OVERVIEW OF EMPLOYER’S SAFETY PROGRAM
The victim had been employed for 2 months as a construction laborer by a small construction company specializing in the erection of prefabricated metal buildings. The company has been in existence for 6 years and has been involved in the erection of prefabricated metal buildings for the past 2 years. At the time of the incident, 26 employees worked for the company. Employees receive both classroom and on-the-job training for tasks which they are assigned. Written safety rules are given to employees who must sign a receipt acknowledging that they have received and read a copy of company safety policies. Although the victim had only been employed for 2 months, he had received training in proper work procedures, including specific instruction on how to avoid falls.
SYNOPSIS OF EVENTS
On the day of the incident, the victim was working as a member of an eight-man crew assigned to install roofing on a large (150 feet by 180 feet) prefabricated building. The pitch of the roof on the building is 1/2 foot per 12 feet. At the peak of the roof, a flat area 1 foot wide provides a walkway the length of the structure. Roofing materials were located in bundles on the roof near the area where they were to be installed. Normally this material is packaged in the order in which it is to be installed.
The crew began stretching a roll of heavy, reinforced insulation over the “Z” purlins which form the main supports for the roof. Next, 24-inch-wide, tongue-and-groove metal roofing panels were placed above the insulation and secured with a special crimping machine to form a solid one-piece surface for the roof.
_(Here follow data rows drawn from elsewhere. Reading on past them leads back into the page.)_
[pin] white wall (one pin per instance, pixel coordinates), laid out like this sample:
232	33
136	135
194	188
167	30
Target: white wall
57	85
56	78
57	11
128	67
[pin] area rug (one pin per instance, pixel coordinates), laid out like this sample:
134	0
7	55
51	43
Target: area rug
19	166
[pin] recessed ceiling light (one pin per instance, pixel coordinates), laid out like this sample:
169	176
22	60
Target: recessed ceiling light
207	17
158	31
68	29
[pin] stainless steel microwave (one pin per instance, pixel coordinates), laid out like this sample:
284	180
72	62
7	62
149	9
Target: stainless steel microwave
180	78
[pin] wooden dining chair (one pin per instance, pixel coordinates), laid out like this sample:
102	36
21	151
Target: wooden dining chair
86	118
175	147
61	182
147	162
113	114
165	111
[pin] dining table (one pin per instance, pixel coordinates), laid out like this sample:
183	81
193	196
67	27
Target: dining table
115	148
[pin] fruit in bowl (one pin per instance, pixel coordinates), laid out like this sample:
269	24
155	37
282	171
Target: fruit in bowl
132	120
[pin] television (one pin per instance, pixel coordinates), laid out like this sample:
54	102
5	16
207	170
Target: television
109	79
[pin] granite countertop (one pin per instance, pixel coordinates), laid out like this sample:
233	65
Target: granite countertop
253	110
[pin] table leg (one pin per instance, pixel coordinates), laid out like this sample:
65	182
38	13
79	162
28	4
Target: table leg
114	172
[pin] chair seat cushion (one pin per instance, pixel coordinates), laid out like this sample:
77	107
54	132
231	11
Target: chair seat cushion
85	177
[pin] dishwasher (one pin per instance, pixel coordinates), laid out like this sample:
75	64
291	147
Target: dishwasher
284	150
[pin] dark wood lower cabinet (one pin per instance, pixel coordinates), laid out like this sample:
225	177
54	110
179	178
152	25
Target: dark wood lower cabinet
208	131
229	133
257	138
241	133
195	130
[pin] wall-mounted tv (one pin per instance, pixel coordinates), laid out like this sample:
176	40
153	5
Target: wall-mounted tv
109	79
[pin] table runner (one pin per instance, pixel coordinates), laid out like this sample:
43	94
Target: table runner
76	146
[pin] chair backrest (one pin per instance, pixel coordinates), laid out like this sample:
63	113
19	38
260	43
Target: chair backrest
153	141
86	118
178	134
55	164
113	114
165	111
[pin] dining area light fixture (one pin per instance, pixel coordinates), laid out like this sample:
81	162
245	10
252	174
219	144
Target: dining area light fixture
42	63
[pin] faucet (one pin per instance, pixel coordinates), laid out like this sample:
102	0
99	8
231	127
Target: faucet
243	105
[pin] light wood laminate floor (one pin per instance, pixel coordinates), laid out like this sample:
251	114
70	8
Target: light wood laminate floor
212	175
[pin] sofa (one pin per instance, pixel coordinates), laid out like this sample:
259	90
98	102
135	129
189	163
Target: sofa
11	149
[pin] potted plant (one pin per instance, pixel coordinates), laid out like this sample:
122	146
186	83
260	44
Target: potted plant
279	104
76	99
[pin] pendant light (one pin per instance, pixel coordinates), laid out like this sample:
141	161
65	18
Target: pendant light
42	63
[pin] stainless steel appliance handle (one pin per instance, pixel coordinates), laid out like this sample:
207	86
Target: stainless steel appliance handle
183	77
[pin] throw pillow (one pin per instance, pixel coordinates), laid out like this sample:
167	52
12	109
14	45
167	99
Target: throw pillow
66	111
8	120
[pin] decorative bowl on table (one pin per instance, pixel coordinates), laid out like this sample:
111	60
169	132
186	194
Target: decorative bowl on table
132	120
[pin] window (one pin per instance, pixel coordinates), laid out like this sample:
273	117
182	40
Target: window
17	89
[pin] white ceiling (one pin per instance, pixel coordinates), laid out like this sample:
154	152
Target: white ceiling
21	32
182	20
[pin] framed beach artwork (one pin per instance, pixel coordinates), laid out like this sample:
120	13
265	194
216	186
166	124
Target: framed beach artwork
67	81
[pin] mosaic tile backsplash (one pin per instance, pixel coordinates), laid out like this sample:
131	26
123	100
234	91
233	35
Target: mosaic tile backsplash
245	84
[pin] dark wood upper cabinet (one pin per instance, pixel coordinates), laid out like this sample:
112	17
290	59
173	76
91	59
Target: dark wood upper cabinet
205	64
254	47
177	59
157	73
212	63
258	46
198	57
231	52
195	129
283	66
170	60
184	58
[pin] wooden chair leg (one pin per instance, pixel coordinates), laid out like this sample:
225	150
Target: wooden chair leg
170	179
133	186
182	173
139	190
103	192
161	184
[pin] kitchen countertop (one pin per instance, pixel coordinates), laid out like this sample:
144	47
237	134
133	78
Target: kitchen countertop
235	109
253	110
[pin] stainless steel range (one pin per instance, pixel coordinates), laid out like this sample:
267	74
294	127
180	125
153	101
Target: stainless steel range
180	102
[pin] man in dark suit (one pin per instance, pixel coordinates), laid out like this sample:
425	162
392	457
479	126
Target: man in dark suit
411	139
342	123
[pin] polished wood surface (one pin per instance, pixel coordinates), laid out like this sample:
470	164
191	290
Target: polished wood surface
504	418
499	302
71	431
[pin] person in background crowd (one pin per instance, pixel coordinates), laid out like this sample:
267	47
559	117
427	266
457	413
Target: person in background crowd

Workmen standing on the walkway at the peak of the roof, and on existing secured panels, installed the next roll of insulation and secured the metal roofing above this insulation prior to proceeding further out onto the roof. No fall protection equipment of any type was present, nor was any required by the company’s standard operating procedures for this type of job.
At the time of the incident, the victim was standing on the walkway at the peak of the roof beyond the area where roofing tasks were being performed. A single panel of metal roofing 24 inches wide by 25 feet long had been laid across the “Z” purlins in this area. This panel was not secured and would not ordinarily have been placed in this area. For some unknown reason, the victim stepped from the walkway onto this unsecured panel. The panel twisted and gave way, and the victim fell 27 feet through a gap in the metal bracing to the concrete floor.
Emergency medical service (EMS) personnel were called to the scene and arrived approximately 10 minutes after the incident occurred. Casualty care was provided at the scene and while the victim was being transported to a nearby hospital. The victim was pronounced dead at the hospital approximately 26 hours after the incident occurred.
CAUSE OF DEATH
The cause of death was listed by the medical examiner as multiple traumatic injuries.
Recommendation #1: Whenever any work is performed from an elevation where the potential for a serious or fatal fall exists, employers should ensure that fall-protection equipment is provided and utilized by their employees.
Discussion: The use of a “traditional” safety belt/lanyard combination, as required by 29 CFR 1926.104(d), is sometimes not practical during construction operations. However, alternative forms of worker protection, such as the safety nets specified in 29 CFR 1926.105, should be considered. Safety nets can be equally effective in preventing injury or death when a worker falls. The use of safety nets below the workers may have prevented the fatality described above.
Recommendation #2: Unused or unsecured construction materials should be stored only in designated areas.
Discussion: For some reason, possibly because of its length, a roofing panel had been laid across the “Z” purlins at a location away from the work area. The victim may have thought that the panel was secured, and therefore safe to walk upon. If the unsecured panel had been placed in a designated storage area, this fall may not have occurred.